Mills talked about how he had represented newspaper clients for 20 years and said that his clients "had a chance to get this right during the first dotcom boom" but instead ignored the problems presented by the Internet. And "now most news companies are worth less than the real estate they're sitting on. Unbelievable," said Mills.

Technology companies are dragging traditional content providers kicking and screaming into the future, several panelists said.

Google (NASDAQ: GOOG) was cited by Mills as a company that is "ignoring the (copyright) law" and rather than negotiating with copyright owners up front they instead "dare owners to stop them if they can."

She also said Apple's iTunes store has ripped the music industry's ability to control pricing.

Another factor in the distribution of content that's being changed in response to technology, specifically file sharing, is the window of time that movie companies used to have between releasing a film to select theaters, releasing it to all theaters around the world and then making it available on DVD, pay-per-view and whatever other venues they chose for distribution.

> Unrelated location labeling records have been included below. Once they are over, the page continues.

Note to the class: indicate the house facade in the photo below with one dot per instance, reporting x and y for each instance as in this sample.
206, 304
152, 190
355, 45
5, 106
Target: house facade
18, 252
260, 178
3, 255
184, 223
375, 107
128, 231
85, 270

Now, once a film hits one theatre, it's being bootlegged, Chaitovitz said. So companies might as well release it through as many venues as possible, as soon as possible, because the film will be widely available hours after a limited release anyway.

"We are aware of the piracy, and we are adapting to it. But there are a lot of factors that go into a release timeframe. The window of time is shrinking, but it can only shrink so far," said Arnaud Robert, corporate vice president of emerging technology strategy at The Walt Disney Company.

And why does piracy exist? Participants at this panel discussion didn't point their trembling fingers at evil consumers; instead they said piracy is caused by bad law, bad technology and bad business models.

Changing the digital ecosystem

Disney's Arnaud placed most of the blame on bad technology.

"We have this ecosystem created by tech companies," he said. "They didn't have consumers in mind or studios, but created platforms that benefited them and really doesn't benefit content owners or consumers. There's a shift that needs to happen away from the (digital distribution) platform silos."

Mills shared a recent experience with trying to do things the right way.

"My law firm has their annual meeting tomorrow. My partner wanted to hand out an article from Fortune at the meeting, and we wanted to do it the right way. We spent three hours figuring out how to do it, and it turns out you have to pay $3 per article to distribute the article. We just said forget it."

He added, "It's a lousy business model. Why doesn't Fortune have a means where you can go on the site and pay 20 cents or 15 cents to get an article? That's why piracy exists. The business models don't make sense."